The most powerful, performant and easy-to-use UI framework is HTML with CSS and JavaScript. DirectX has extremely high development price and UWP is missing many features which are standard in CSS. Achilles heel of pure web development is JavaScript. When you use higher language compiled to JavaScript, one question arises – is JavaScript an efficient intermediate language? The answer is no, and the result is a web bytecode called WebAssembly.
JavaScript is inefficient and slow. New features in ECMA Script 6 were so complex that compilator optimizations for ECMA Script 5 were not applicable. Complex language also needs a complex compilator which consumes more computation power. It does not matter on PCs, but it matters on battery-powered devices. JavaScript is one of the most energy consuming components in a web page. For example, downloading and interpreting of JavaScript in the Wikipedia page takes about 30% of total energy needed to download and render whole page (source: Who Killed My Battery: Analyzing Mobile Browser Energy Consumption).
asm.js
One attempt how to return JavaScript compiler optimizations back was asm.js.

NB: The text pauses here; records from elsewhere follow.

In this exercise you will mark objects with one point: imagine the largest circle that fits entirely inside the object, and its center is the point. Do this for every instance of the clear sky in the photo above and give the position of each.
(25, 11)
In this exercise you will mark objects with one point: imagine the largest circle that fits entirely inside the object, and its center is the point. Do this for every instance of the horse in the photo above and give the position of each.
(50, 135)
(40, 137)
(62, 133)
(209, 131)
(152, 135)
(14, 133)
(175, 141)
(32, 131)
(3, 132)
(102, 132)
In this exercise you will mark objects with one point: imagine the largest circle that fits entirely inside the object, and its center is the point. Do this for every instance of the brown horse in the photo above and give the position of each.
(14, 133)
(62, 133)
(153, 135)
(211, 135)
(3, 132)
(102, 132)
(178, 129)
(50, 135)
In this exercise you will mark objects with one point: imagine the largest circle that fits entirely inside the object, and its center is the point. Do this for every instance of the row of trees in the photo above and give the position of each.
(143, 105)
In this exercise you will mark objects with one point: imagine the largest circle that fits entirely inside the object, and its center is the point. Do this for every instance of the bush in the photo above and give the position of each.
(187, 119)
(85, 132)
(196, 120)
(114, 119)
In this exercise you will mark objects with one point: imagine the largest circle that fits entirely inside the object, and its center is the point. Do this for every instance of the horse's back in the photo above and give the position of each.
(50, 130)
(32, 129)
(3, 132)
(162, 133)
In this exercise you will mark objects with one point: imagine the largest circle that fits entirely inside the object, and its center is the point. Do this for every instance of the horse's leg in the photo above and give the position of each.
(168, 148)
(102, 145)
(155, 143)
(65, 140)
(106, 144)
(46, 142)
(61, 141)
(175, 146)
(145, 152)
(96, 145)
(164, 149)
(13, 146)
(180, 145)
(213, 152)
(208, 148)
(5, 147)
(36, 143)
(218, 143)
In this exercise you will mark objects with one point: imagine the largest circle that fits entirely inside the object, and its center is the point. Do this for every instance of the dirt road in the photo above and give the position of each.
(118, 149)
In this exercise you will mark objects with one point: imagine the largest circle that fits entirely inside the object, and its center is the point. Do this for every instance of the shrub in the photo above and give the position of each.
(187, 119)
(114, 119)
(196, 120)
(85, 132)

It was research project at Mozilla that aimed to define optimizable, low-level subset of JavaScript. It was able to compile C++ code to JavaScript which could run with near to native performance. Browser detected optimized JavaScript code and used a specific compiler. JavaScript code was backward compatible with traditional compilers so support of other browser vendors was not necessary.
WebAssembly
WebAssembly is an enhancement of asm.js. It basically drops backward compatibility for higher performance. The browser executes a binary code which is designed for fast parsing and startup. The language is not dynamic, so it unlocks many fast CPU instructions. WebAssembly has been designed jointly by all major browser vendors, so it has wide agreement upon how to optimize it. On 5th December 2019 it became a W3C recommendation.
Blazor
Blazor is a .NET runtime able to run as a WebAssembly. Unlike Silverlight, it is based on HTML5 and DOM instead of XAML with a custom rendering engine. So which essentials it contains?
Blazor Compiler
Blazor Compiler transforms .razor files to C# code which could be compiled by vanilla C# compiler. The main difference between processing .cshtml and .razor files is that Blazor compiler is building a syntax tree which reflects DOM. It parses HTML and thus it requires well-formatted HTML.
Mono.net Runtime
One of .NET runtimes is Mono, which was ported to WebAssembly. It interprets .NET assemblies. In the future an ahead-of-time compilation might be supported because it is used by Xamarin.iOS and UWP. Vanilla C# compiler will support it with .NET 5.
Drive
Blazor has a potential to supersede Windows Forms, WPF, UWP and Xamarin Forms. It could be a major UI framework for all .NET applications. Well, almost – Console apps are immortal. Initial release of Blazor is scheduled on May 2020.